Genre: middle grade novel
Summary: Dwight, a loser, talks to his classmates via an origami Yoda finger puppet. If that weren’t strange enough, the puppet is uncannily wise and prescient. Origami Yoda predicts the date of a pop quiz, guesses who stole the classroom Shakespeare bust, and saves a classmate from popularity-crushing embarrassment with some well-timed advice. Tommy wants to believe Yoda’s powers are real because he wants to ask the biggest most important question of all: Does Sara like him (and, thus, should he ask her to the dance)? But there are lots of reasons to be skeptical.
This is the first in a really fun series. Star Wars fans and crafty kids will enjoy many of the newly released supplemental books packed with lessons in origami and journal doodling.
Critique: The story is told like a Rashomon, pitting multiple points of view against each other. Lots of characters contribute their testimonies to Tommy’s casebook. Some submit text messages. Others record audio. Other’s just doodle (an effect that doesn’t come across in MP3 very well).

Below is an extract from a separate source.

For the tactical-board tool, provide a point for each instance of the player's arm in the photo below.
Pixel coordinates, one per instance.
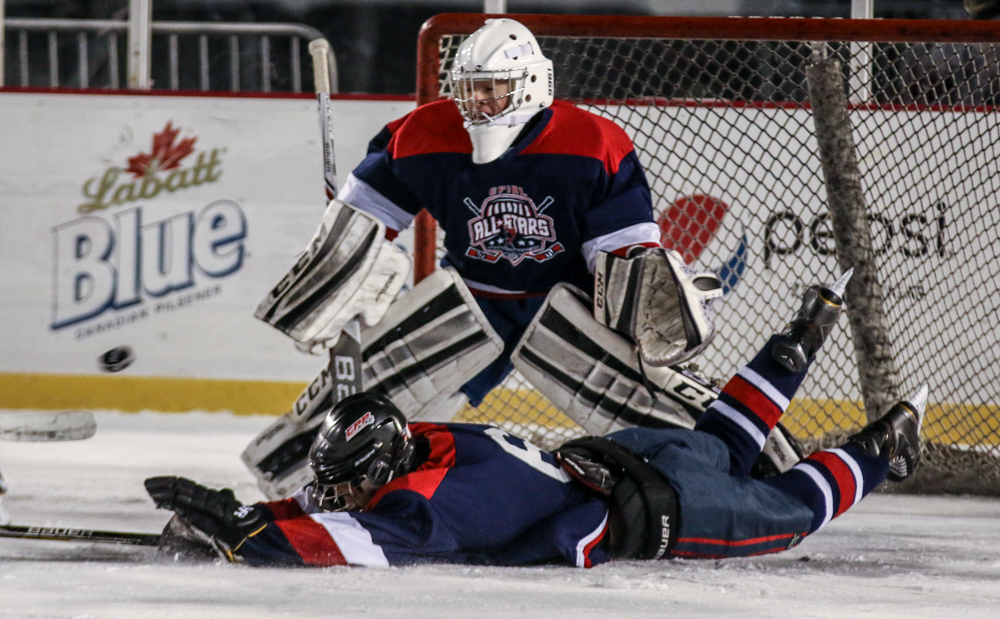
(266, 534)
(374, 187)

The yae’s battle the nay’s until the reader is as unsure as Tommy. Angleberger excels at capturing the middle grade voice and attitude. The tone is light and fun. Everyone has a happy ending. Like Mark Haddon’s The Curious Incident of the Dog in the Night, Angleberger assigns to Dwight the classic symptoms of autism, however, he never names the condition outright. As a result, Angleberger misses a prime opportunity to discuss a developmental difference that impacts many kids and families in his target audience.